Panelists agreed that high frame is subjective with mixed experiences from audiences. Having the appearance of early video technology and the feeling of being too “real” can in some people’s opinions take away from the suspension of disbelief. “It’s an aesthetic. 24 frames does make a difference,” said Terence Curren, CEO of AlphaDogs.Post “Sports will be a good sell for high frame rate. When you can pan and follow the football in 4K at 60fps that’s going to look cool. In sports you don’t want the disbelief, you want to see what’s actually happening. I know a lot of people who thought the The Hobbit at 48 frames felt too real.”

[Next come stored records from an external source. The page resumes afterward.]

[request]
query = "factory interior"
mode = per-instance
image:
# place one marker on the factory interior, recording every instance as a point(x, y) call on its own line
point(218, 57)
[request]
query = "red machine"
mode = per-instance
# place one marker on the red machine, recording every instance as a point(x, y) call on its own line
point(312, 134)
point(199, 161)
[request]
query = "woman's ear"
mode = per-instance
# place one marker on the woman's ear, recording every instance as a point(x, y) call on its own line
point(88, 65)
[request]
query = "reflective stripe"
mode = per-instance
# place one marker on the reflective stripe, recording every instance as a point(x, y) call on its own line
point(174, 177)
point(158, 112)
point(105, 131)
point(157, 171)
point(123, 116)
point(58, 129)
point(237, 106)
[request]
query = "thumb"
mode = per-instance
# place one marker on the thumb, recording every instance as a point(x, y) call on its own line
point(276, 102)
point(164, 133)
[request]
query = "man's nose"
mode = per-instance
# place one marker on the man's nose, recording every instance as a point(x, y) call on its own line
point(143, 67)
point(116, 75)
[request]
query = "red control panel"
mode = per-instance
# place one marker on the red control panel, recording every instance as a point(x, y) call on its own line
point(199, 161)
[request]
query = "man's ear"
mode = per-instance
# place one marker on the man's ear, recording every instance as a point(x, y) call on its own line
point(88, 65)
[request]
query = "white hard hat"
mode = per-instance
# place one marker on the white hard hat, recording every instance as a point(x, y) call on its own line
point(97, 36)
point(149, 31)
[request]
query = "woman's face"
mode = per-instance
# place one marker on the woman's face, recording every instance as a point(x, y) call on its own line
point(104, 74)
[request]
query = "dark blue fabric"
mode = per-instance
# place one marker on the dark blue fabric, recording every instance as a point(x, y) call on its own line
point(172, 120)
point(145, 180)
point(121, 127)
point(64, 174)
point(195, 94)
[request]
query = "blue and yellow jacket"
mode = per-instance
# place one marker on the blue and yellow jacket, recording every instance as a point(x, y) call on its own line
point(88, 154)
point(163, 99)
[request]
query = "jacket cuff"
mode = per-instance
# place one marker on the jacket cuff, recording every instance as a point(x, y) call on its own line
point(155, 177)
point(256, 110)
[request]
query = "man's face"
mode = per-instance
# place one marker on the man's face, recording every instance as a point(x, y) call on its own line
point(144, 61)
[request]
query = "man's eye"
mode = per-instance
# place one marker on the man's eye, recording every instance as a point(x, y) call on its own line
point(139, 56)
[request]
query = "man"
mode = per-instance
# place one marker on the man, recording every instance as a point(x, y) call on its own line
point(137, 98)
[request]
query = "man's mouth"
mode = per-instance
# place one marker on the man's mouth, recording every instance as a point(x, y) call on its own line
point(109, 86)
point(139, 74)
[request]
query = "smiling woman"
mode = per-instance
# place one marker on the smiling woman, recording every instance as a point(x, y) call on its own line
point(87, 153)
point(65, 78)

One thing that has changed for certain is the consumer demand for the multi-screen experience. Now considered by studios as part of the content for television shows, producers must have this component in place when pitching new shows to the networks. “Anytime you pitch a show to a network, it’s no longer what is the show about. They want to know what the second screen component is going to be,” said Mark Raudonis. “You no longer can just come in with one show idea. You basically need to have a whole plan for second and third screen. That is now part of the pitch.” Web based content delivery is equally as extensive as the traditional show deliverables, which translates into more hours and cost in post.

Looking ahead panelists agreed post-production will continue to evolve with convergence of old technology with new. Film will become obsolete and tape delivery will end once the networks no longer have a need for it. New ways of doing things continue to emerge in the digital realm, opening up a whole new world of opportunities for the post-production professional. The key to navigating this plethora of technology is to learn more, and do more.

Stay tuned to The Editors’ Lounge Channel. Full NAB panel discussion will be available soon. http://www.editorslounge.com/videos.html

About the Editors’ Lounge: The Editors’ Lounge is a hands-on seminar for industry professionals. Each month, scores of professionals in the production and post-production industries exchange ideas, discuss trends and learn about new technologies; allowing editors to have their questions addressed objectively. To learn more visit http://www.editorslounge.com



Re: News: Tsunami Of Data Hits Editors' Lounge 10th Annual Pre-NAB Panel
by Thomas Wall
It would be nice if we could agree on some terminology for the new higher resolution formats, so we could actually know what we are talking about.

For example, 4K is _not_ UHD. 4K is a cinema format, 4096 pixels horizontal resolution. A large percentage of digital projectors already in theaters can display 4K, but content is lacking (primarily because many post houses don't yet have the facilities to handle the extra processing, storage and bandwidth required). 2xHD, on the other hand, is 3840x2160 -- twice the horizontal and vertical resolution of HD, in exactly the same aspect ratio. We are just starting to see TV sets and monitors in this resolution -- but unfortunately NOT in 4K. But it's not "UHD" either!!

Actual UHD TV is twice that -- 7680x4320, the system being developed in Japan. It has already been used for special broadcasts of the Olympics in London and Japan, and the Japanese are actively moving ahead with broadcast standards. But it is _not_ 8K! 8K has 8192 pixels horizontal resolution, not 7680!!

Note that terms such as "4K" and "8K" are actually international standards. Please don't give in to marketing hype by misusing these terms -- typically done to make someone's system seem "cool" and "state of the art" rather than actually describing what it is.